Anthony, ainda novato nestas coisas, ficou admirado com a reacção dos presentes. Ele era suores, espasmos, arrepios, e isto por entre gritos e gemidos de dor. Não era razão para tanto, pensou ele.

No entanto, preocupado com o rumo dos acontecimentos, decidiu apresentar um “problem solving”, vamos tomar medidas para que as nossas acções subam e assim realizar algum capital. Assim permaneceremos competitivos.

A reunião acabou e Peter Halls, o seu chefe chamou-o ao seu escritório e perguntou-lhe o que fazer, dizendo-lhe que, desde logo, fizesse o que fizesse, o índice de crescimento da taxa de lucro teria de subir a pique no próximo trimestre.

Anthony, olhou para o mapa-mundi à sua frente, cheio de pionés, cada um representando uma unidade produtiva individual e inquiriu Peter Halls sobre qual era a sua opinião para resolver o problema, afinal era fundamental que não perdessem competitividade. Era fundamental que permanecessem competitivos.

Peter Halls pegou em dois pionés e disse: - vamos anunciar o fecho destas duas fábricas.

Anthony perguntou: - Quais? Ao que Peter voltou a responder: - Sei lá! Tirei duas ao calha, depois os meus advisers, como tu, dirão e verão quais são.

Anthony, estupefacto, mas já habituado a este tipo de comportamento, competitivo, disse: - Mas… com isso irão milhares de pessoas para o desemprego!

Peter respodneu: - Ai sim? Deixa lá, muitas mais há no mundo que essas milhares! O que é fundamental é a sobrevivência da empresa! Não dramatizes. Isto é apenas um “downsizing”. O tão normal, conhecido e inofensivo “downsizing”. Mas que raio de economista és tu?

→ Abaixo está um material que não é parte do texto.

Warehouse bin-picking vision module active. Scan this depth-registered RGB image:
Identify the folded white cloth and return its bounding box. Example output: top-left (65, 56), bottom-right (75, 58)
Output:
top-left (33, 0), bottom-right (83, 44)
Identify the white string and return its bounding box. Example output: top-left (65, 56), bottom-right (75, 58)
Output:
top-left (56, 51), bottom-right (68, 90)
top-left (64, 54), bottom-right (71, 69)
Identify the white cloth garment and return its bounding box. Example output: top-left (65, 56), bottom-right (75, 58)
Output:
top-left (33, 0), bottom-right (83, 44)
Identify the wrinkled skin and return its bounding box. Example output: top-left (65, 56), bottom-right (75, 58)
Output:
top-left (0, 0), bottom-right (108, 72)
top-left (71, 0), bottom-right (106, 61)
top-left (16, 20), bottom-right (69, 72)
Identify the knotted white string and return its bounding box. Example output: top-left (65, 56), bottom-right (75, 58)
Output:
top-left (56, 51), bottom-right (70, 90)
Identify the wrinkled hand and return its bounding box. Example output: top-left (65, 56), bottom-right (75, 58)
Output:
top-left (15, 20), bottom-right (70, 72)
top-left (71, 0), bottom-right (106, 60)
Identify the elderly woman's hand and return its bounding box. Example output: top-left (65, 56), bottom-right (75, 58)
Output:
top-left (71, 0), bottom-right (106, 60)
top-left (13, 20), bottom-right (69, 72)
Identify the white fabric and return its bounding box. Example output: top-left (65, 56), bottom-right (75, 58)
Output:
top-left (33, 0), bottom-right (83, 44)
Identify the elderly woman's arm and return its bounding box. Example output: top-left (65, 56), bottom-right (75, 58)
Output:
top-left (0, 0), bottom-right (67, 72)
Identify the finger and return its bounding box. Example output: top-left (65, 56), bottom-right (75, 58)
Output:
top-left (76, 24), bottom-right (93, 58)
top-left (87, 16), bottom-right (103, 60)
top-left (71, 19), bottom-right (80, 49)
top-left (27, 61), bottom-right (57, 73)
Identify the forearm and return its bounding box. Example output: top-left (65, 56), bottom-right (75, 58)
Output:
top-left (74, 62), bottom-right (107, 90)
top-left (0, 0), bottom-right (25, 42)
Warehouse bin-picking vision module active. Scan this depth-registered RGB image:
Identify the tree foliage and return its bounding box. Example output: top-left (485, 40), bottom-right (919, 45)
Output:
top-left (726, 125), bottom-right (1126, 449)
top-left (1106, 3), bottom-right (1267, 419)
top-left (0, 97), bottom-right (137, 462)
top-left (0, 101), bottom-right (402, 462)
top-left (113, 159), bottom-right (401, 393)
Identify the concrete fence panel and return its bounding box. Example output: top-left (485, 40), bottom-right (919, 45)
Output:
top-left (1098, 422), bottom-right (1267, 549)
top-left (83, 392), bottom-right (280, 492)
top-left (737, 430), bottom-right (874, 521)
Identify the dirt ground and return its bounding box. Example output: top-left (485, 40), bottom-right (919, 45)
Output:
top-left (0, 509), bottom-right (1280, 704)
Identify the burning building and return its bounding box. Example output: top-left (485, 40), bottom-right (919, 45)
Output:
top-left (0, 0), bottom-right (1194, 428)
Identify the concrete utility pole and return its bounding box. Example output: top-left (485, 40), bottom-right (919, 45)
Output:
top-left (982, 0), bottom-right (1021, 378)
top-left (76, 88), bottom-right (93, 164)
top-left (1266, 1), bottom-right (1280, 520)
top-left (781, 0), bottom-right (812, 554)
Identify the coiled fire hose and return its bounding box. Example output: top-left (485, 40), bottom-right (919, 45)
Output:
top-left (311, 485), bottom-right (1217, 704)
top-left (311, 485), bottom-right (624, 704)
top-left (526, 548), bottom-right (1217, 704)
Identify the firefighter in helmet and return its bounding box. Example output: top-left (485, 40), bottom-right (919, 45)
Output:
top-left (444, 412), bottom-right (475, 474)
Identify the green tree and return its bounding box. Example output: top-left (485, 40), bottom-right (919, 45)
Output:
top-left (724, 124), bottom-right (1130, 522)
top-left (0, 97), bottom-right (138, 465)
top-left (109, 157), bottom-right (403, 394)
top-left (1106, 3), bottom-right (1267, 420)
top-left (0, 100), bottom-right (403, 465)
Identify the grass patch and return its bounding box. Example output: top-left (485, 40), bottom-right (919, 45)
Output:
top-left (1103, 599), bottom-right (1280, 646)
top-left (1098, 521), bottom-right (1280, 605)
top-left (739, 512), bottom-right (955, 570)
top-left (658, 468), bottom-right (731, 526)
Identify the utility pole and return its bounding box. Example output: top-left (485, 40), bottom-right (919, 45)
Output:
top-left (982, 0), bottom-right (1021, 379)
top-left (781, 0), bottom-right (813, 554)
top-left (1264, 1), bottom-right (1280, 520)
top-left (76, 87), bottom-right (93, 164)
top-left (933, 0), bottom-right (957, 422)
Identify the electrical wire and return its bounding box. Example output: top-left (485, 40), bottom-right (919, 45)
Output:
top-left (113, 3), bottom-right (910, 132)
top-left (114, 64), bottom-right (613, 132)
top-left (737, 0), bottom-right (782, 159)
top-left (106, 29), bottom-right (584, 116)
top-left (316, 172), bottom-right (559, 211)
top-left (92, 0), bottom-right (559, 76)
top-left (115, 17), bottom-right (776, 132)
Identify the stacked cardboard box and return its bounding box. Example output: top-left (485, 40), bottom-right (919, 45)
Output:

Anthony, meio atónito (só meio), retorquiu: - Sobrevivência? Mas nós estamos a dar lucros! Muitos milhões! Para quê um “downsizing”?

- Pois é, mas o índice está a descer e eu quero vê-lo subir e basta fechar duas destas, se não terão de ser mais, para aumentar o valor das acções e com isso criar uma dinâmica de crescimento e optimização da performance empresarial que levará à subida do índice.

- Mesmo que milhares fiquem na miséria? Perguntou, consciencioso, Anthony.

- Meu caro Anthony, capital já tenho eu demais e não me serve de nada, agora o que está a dar é fazer surf nos índices de crescimento! Quanto maior o índice, maior o pico, maior a onda! É melhor que sexo! Retorquiu Peter.

- Mas…, você está viciado no índice! Descobriu Anthony

- Pois estou. Olhe, estou aqui a ver o Bloomberg e as nossas acções já estão a subir e bastou mandar o nosso corrector espalhar o rumor dos despedimentos! Até já me estão a passar os suores, os arrepios…

Moral da história:

Já sabem a causa das deslocalizações, despedimentos ou downsizings. Isto é obra de viciados, como no jogo! É o “cold índex”!